Computational hardness of detecting graph lifts and certifying lift-monotone properties of random regular graphs

TL;DR

This paper conjectures that detecting random lifts of Ramanujan graphs is computationally hard and explores the implications of this conjecture for certifying properties of random regular graphs, supported by lower bounds against certain algorithms.

Contribution

It introduces a new conjecture on the hardness of detecting graph lifts and analyzes its implications for certifying properties of random regular graphs, supported by theoretical evidence.

Findings

Proves lower bounds against the local statistics hierarchy for hypothesis testing.

Shows no polynomial-time algorithm can certify tight bounds on maximum cut, independent set, or chromatic number under the conjecture.

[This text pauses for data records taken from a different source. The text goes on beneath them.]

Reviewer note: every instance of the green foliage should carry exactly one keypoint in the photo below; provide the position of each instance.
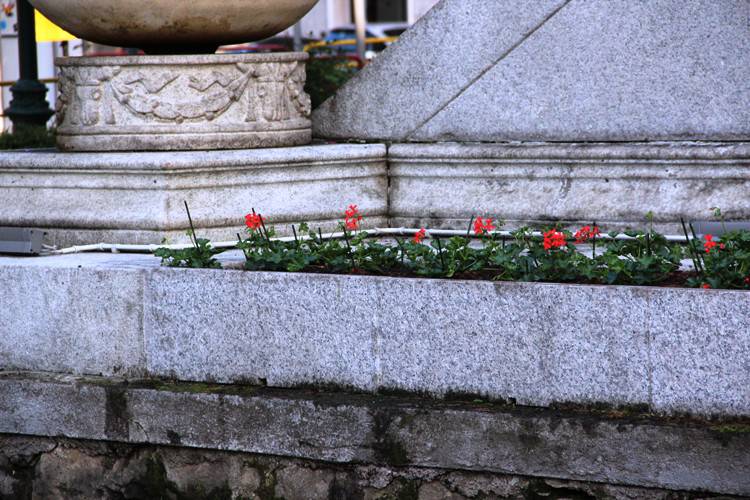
(28, 138)
(725, 264)
(325, 74)
(640, 258)
(644, 260)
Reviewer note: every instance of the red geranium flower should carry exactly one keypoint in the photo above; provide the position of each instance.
(586, 233)
(482, 226)
(253, 221)
(710, 244)
(352, 218)
(554, 239)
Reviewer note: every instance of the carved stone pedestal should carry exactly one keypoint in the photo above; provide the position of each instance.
(185, 102)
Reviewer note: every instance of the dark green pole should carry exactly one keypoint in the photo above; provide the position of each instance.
(28, 106)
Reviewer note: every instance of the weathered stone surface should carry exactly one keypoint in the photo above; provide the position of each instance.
(81, 198)
(56, 468)
(534, 343)
(435, 185)
(556, 71)
(633, 450)
(196, 102)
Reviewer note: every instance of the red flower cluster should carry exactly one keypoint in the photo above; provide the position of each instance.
(710, 244)
(253, 221)
(482, 226)
(586, 233)
(352, 217)
(554, 239)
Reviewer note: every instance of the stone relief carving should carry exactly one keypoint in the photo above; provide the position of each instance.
(273, 92)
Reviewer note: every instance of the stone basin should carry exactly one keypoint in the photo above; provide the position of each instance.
(173, 26)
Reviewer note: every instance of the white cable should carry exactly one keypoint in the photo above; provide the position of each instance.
(386, 231)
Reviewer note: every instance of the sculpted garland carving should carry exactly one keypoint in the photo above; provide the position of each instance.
(273, 92)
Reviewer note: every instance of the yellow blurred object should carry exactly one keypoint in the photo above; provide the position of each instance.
(47, 31)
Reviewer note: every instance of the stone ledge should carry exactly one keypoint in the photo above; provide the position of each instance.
(439, 185)
(390, 431)
(62, 468)
(675, 350)
(80, 198)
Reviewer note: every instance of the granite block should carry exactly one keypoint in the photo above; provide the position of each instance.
(71, 320)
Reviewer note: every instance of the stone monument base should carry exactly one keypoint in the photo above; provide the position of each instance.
(84, 198)
(184, 102)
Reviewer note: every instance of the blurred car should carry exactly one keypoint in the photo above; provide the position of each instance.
(342, 41)
(274, 44)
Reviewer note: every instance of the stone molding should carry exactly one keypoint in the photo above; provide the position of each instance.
(445, 184)
(80, 198)
(182, 102)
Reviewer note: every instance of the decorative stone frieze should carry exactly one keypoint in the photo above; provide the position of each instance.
(137, 103)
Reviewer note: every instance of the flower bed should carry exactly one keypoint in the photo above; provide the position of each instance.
(632, 258)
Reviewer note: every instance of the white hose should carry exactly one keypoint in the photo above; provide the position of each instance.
(401, 231)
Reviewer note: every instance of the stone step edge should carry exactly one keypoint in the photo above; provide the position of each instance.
(597, 445)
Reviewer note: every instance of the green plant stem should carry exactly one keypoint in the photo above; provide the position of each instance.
(193, 238)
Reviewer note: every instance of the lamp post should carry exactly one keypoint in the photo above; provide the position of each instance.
(360, 23)
(28, 106)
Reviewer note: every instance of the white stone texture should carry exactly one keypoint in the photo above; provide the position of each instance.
(197, 102)
(574, 70)
(676, 350)
(81, 198)
(615, 185)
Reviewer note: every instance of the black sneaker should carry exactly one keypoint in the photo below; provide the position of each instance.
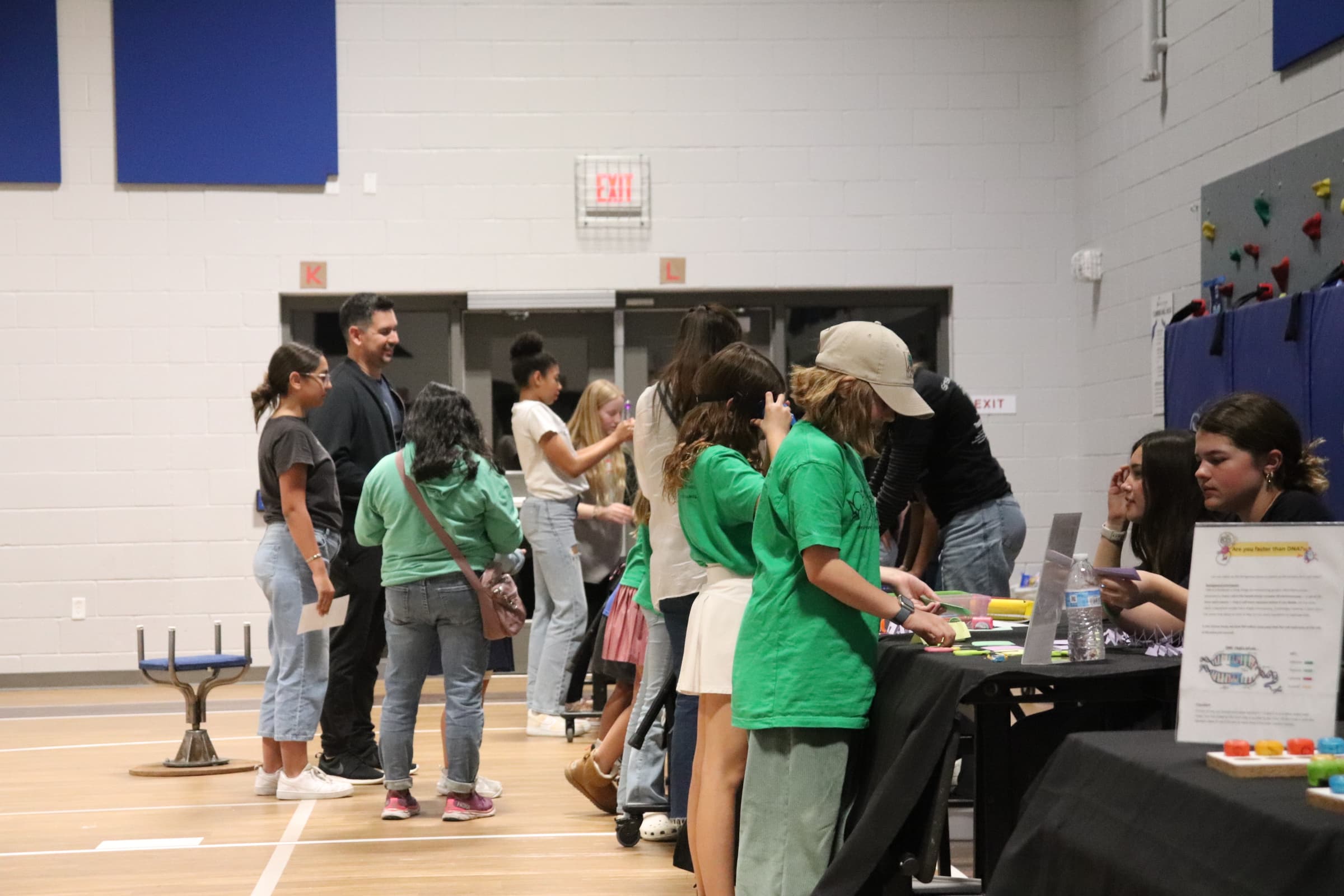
(350, 769)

Demonstrates spectral bounds are optimal among polynomial-time certificates for certain graph properties.

Abstract

We introduce a new conjecture on the computational hardness of detecting random lifts of graphs: we claim that there is no polynomial-time algorithm that can distinguish between a large random $d$-regular graph and a large random lift of a Ramanujan $d$-regular base graph (provided that the lift is corrupted by a small amount of extra noise), and likewise for bipartite random graphs and lifts of bipartite Ramanujan graphs. We give evidence for this conjecture by proving lower bounds against the local statistics hierarchy of hypothesis testing semidefinite programs. We then explore the consequences of this conjecture for the hardness of certifying bounds on numerous functions of random regular graphs, expanding on a direction initiated by Bandeira, Banks, Kunisky, Moore, and Wein (2021). Conditional on this conjecture, we show that no polynomial-time algorithm can certify tight bounds on the maximum cut of random 3- or 4-regular graphs, the maximum independent set of random 3- or 4-regular graphs, or the chromatic number of random 7-regular graphs. We show similar gaps asymptotically for large degree for the maximum independent set and for any degree for the minimum dominating set, finding that naive spectral and combinatorial bounds are optimal among all polynomial-time certificates. Likewise, for small-set vertex and edge expansion in the limit of very small sets, we show that the spectral bounds of Kahale (1995) are optimal among all polynomial-time certificates.